28 Weeks Later (2007)
Starring Catherine McCormack, Robert Carlyle, Amanda Walker, Shahid Ahmed, Garfield Morgan, Emily Beecham, Beans El-Balawi, Chris Ryman, Jeremy Renner, Harold Perrineau
Directed by Juan Carlos Fresnadillo
In a year of non-stop disappointments, who could’ve guessed that the film to deliver the goods would be a big studio sequel to a low budget indie foreign flick? Yet, here it is with the arrival of 28 Weeks Later…
The original 28 Days Later was a stylish and intelligent film that gave a welcome focus on characters while re-inventing the whole zombie movie aesthetic.
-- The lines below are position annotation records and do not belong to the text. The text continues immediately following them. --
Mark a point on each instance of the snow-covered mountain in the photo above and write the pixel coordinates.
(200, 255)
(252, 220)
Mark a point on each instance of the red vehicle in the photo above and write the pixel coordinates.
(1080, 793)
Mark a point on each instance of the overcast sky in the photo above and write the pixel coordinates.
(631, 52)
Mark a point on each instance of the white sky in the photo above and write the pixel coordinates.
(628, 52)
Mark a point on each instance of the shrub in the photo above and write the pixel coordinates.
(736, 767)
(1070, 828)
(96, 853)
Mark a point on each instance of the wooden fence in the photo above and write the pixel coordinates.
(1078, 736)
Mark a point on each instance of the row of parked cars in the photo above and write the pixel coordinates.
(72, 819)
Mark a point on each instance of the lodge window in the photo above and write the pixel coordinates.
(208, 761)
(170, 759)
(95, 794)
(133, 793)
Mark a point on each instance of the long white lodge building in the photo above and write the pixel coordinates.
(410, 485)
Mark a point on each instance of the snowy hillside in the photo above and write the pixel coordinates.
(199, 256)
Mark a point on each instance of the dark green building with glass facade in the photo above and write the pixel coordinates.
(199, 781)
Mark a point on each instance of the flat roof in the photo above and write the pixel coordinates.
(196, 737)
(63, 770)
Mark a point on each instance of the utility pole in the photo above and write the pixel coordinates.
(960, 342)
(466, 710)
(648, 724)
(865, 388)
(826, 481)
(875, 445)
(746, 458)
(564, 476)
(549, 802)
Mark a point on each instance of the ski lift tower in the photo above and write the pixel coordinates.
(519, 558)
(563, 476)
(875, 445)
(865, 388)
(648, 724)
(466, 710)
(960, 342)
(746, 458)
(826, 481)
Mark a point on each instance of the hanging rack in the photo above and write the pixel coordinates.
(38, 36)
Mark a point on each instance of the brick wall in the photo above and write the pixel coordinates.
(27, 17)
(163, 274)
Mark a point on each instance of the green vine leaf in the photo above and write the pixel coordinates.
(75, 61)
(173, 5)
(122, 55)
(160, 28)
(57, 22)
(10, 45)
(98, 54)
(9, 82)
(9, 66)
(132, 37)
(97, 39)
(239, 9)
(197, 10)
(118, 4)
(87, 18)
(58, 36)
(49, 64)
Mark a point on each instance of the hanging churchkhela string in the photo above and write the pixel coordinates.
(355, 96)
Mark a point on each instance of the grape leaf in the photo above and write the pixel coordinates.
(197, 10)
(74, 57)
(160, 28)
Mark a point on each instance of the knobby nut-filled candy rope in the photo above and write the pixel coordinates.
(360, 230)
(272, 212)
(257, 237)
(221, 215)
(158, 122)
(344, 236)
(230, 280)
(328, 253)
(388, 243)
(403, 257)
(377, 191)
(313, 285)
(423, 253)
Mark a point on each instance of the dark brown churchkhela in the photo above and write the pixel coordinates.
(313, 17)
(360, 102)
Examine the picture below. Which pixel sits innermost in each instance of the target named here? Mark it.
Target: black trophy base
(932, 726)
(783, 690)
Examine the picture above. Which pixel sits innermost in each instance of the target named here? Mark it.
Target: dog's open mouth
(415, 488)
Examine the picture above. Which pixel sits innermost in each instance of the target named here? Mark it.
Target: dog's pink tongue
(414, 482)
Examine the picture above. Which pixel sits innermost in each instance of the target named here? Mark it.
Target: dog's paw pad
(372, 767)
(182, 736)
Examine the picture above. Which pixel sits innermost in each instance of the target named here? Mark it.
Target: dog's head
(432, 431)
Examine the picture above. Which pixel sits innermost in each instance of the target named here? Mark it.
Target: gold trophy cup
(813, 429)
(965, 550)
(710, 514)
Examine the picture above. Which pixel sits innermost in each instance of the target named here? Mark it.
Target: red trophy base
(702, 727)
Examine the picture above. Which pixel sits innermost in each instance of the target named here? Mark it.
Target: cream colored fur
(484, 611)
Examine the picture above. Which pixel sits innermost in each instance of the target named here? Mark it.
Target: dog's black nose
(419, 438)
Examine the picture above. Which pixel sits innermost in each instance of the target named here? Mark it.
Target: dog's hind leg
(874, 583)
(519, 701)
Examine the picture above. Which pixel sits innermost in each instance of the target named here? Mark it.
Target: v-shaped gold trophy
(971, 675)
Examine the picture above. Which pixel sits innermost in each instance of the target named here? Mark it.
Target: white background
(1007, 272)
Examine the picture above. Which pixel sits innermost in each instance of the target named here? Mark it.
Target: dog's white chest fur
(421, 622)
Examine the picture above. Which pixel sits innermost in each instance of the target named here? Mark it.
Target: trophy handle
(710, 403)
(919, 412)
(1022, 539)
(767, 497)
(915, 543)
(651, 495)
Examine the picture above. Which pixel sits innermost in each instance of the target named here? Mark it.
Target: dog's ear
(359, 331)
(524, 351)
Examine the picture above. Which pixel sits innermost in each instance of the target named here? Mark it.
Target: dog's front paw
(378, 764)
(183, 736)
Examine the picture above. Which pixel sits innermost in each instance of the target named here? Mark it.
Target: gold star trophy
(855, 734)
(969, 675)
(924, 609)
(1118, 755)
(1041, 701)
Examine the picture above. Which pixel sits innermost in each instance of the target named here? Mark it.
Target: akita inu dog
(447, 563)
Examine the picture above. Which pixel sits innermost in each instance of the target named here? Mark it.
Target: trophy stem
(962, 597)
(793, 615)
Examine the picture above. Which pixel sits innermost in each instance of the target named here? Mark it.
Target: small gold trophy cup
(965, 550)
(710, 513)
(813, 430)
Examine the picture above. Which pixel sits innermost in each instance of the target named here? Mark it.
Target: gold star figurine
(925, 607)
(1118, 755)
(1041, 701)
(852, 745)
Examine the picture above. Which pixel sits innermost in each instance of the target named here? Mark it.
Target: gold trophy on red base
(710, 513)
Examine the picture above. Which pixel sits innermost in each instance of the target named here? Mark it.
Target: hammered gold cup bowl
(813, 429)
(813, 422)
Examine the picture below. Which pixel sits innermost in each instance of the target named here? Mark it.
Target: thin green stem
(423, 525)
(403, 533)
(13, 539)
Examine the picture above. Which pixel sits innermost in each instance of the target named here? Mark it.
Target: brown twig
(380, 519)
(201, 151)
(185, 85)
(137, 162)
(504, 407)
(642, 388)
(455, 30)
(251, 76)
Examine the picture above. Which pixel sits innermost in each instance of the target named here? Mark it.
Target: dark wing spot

It was far from perfect with a plot that rehashed George Romero’s Dead series (complete with third act Rhodes and Bub clones), but it was still a major achievement in the realm of indie horror. The film’s anti-climax didn’t exactly cry out for a sequel, but you can thank the movie gods that we got one anyway. Ready for another shocker? 28 Weeks Later is a bloodier, scarier, and arguably better film than the original. Much like Dawn of the Dead or Aliens, this is the very model of what a sequel should be: a film that expands on the universe of the first without rehashing it.
The story picks up twenty-eight weeks (duh!) after the initial outbreak of the rage virus. All the infected have starved to death, and authorities have begun repopulating the cities. Survivors are screened through rigorous medical tests and herded into military “safe zones” in the heart of London, among them family man Don (Robert Carlyle) and his two children. No sooner do they settle into their new digs than a sudden outbreak of the virus finds its way back into the populace. The infected once again run rampant through the city streets so the panicked armed forces do the only thing they know: Blow the shit out of everything in sight. It’s up to the ever-diminishing group of survivors to find a way out of the forbidden zone before they’re annihilated by either the new infected or the trigger-happy military.
What makes 28 Weeks Later so amazing is how it takes the time to establish atmosphere, exploring the survivors, their surroundings, and their new way of life. The ruined militarized streets of London perfectly set the tone, and when all hell finally breaks loose, it never lets up, bounding from one blistering scene to the next. Fans worried about Danny Boyle’s absence from the director’s chair have nothing to fear. Along with a wicked visual eye, director Juan Carlos Fresnadillo devises some of the most brilliantly scary set-pieces in recent memory, executing the horror with a malicious gusto rarely seen in films today. Even a particular gory action sequence, which we saw earlier this year in Robert Rodriguez’s segment of Grindhouse (review here), is far more jaw-dropping here. Most of all, this director knows how to catch you off guard. When a group of characters run into a new scenario, it’s impossible to predict who will come out on the other side.
Another one of the director’s traits is a welcomed focus on sound design. Ambient noises and eerie bowel-shaking bass lines substitute for the usual shrieking musical stingers and bring a genuine sense of dread from the first frame. Whether it’s a scene of quiet drama or excessive splatter, every moment in 28 Weeks Later keeps you on edge thanks to inventive direction, solid performances, and uncanny attention to detail.
Admittedly, there are a few things this sequel doesn’t do quite as well. The characters aren’t as nuanced as the protagonists in 28 Days Later, and the traditional gritty shaky-cam approach can be incoherent at times; but with a movie this ambitious, it hardly detracts from the overall enjoyment. In a time when the end seems extremely fucking nigh for our genre, 28 Weeks Later delivers a visceral roller-coaster ride that pulls no punches. Hopefully we’ll get something of this caliber when the inevitable 28 Months Later rolls around.